A ruling on March 2 from the Copyright Royalty Board, an arm of the Library of Congress, imposed strict new terms on the licensing of copyrighted songs for Internet broadcast that may doom even the best-run, best-funded webcasting operations.
In a hearing last week by the House Subcommittee on Telecommunications and the Internet in Washington, chairman Ed Markey, D-Mass., called the CRB ruling a "body blow to many nascent Internet radio broadcasters" and said that that the decision would hurt "fledgling entrepreneurs" as well as public broadcasters and smaller stations.
The CRB ruling determines the rates that Internet broadcasters must use to reimburse copyright owners and performing artists for the right to play their music over the Internet. To the disappointment of webcasters big and small, the new schedule set an aggressive schedule of per song royalty hikes, with proceeds paid to SoundExchange, an artists' group set up to manage and distribute digital performance royalties.
From $.0007 (.07 cents) per performance in 2005, royalties would rise to $.0008 per performance, retroactive to Jan. 1, 2006, and keep rising yearly until 2010, when the per performance royalty would cap out at $.0019 per performance.
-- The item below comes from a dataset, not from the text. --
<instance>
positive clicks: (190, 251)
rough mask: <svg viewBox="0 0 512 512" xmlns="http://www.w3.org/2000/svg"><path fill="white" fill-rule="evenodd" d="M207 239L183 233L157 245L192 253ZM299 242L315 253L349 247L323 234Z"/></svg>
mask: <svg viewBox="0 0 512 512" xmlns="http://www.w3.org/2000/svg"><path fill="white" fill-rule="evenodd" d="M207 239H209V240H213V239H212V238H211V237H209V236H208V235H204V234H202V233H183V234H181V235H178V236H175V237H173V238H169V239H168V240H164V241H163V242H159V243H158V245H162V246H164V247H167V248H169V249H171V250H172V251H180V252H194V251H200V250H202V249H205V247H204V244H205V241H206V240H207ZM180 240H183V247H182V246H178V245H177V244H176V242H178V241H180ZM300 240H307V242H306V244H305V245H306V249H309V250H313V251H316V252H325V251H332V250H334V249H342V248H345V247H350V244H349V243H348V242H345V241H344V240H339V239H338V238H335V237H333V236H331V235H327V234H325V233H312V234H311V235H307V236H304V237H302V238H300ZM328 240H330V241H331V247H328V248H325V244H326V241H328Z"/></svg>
No provisions were made for small commercial webcasters who lobbied for an alternative royalty system based on a percentage of their streaming-related revenue.
How does this impact Maccaradio?
This sux- because it essentially makes it impossible to run streaming music sites-- it even states that radio stations who stream may not be able to with these royalty rates that don't take into account actual listenership #s, etc.